Why is there a such a difference between our two flashlights?


offroad said:


> My 3-mode SF Low Voltage R2 does 1.2amp on high at the tail-cap with 2x Eneloops.
> They are supposed to be about 150-180 actual lumens OTF.





love-LED said:


> yikes, mine is only 750 ma with 2 AA alkalines. Maybe I'm not getting the output I should be getting?
> 
> On medium, draw was 300 ma, on low 60 ma.


----------



## Black Rose (Sep 22, 2010)

You are using alkaline batteries, which cannot deliver the current needed for these higher powered lights.

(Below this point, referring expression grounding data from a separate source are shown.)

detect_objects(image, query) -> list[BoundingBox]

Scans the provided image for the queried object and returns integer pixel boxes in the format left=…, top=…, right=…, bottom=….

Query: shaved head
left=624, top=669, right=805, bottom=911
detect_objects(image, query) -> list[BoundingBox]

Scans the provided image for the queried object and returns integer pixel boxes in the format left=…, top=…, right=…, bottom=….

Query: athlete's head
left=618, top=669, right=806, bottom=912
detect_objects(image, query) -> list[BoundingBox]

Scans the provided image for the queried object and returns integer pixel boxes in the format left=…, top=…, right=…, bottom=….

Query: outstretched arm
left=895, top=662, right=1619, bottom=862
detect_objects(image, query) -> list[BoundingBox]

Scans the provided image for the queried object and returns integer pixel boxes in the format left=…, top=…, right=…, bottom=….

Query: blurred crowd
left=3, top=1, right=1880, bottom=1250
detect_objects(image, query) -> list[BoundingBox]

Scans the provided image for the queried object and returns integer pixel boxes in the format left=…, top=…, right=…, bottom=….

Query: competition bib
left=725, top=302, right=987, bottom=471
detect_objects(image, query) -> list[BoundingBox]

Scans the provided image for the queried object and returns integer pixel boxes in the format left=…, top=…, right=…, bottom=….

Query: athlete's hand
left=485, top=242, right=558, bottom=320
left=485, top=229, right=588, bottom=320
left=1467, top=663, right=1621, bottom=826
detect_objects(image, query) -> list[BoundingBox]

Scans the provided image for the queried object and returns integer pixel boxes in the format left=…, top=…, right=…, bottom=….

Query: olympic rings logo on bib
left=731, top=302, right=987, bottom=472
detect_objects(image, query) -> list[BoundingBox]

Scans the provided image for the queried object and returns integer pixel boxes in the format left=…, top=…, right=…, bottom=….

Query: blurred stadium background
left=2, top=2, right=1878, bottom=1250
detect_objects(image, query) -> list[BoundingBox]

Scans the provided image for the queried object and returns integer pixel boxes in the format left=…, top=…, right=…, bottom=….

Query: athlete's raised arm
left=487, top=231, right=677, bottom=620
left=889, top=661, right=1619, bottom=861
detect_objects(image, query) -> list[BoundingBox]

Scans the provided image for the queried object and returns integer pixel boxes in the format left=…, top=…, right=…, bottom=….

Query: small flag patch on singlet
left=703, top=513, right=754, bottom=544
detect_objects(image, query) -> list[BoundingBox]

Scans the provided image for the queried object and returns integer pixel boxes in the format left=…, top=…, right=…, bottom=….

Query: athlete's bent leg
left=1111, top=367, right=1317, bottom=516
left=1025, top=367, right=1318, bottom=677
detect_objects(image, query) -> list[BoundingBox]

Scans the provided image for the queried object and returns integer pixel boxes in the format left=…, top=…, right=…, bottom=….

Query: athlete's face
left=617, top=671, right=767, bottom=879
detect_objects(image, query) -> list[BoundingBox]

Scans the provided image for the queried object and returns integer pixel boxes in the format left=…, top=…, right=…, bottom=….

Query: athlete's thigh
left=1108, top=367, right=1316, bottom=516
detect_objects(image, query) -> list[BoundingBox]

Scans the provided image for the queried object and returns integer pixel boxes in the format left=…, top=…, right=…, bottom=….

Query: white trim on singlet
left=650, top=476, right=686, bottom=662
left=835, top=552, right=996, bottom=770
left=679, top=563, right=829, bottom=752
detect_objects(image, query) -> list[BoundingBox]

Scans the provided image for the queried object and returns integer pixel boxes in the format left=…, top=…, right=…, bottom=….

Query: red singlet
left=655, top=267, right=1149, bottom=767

offroad is using Enelops (rechargeable NiMh batteries) that are able to deliver the current needed.


----------



## love-LED (Sep 22, 2010)

Really... I'll try using my 2200 mah rayovac hybrids. They should be almost as good as enelops. What if I hook up to a dc power supply? That would give as much power as the bulb needs.


Black Rose said:


> You are using alkaline batteries, which cannot deliver the current needed for these higher powered lights.
> 
> offroad is using Enelops (rechargeable NiMh batteries) that are able to deliver the current needed.


----------



## love-LED (Sep 22, 2010)

Now it says 900 ma with rayovac hybrids... Maybe I'll try a single cell lipo, charged halfway (around 3.8v).


----------



## jpapazit (Sep 22, 2010)

looks great! I was inspired to buy the tan 18650 with the 5 mode r2 drop in from lighthound. Im new to the scene and have caught the bug pretty bad. i love that there are so many options for this light and that for the most part everyone is satisfied with the quality. thanks for all the info.


----------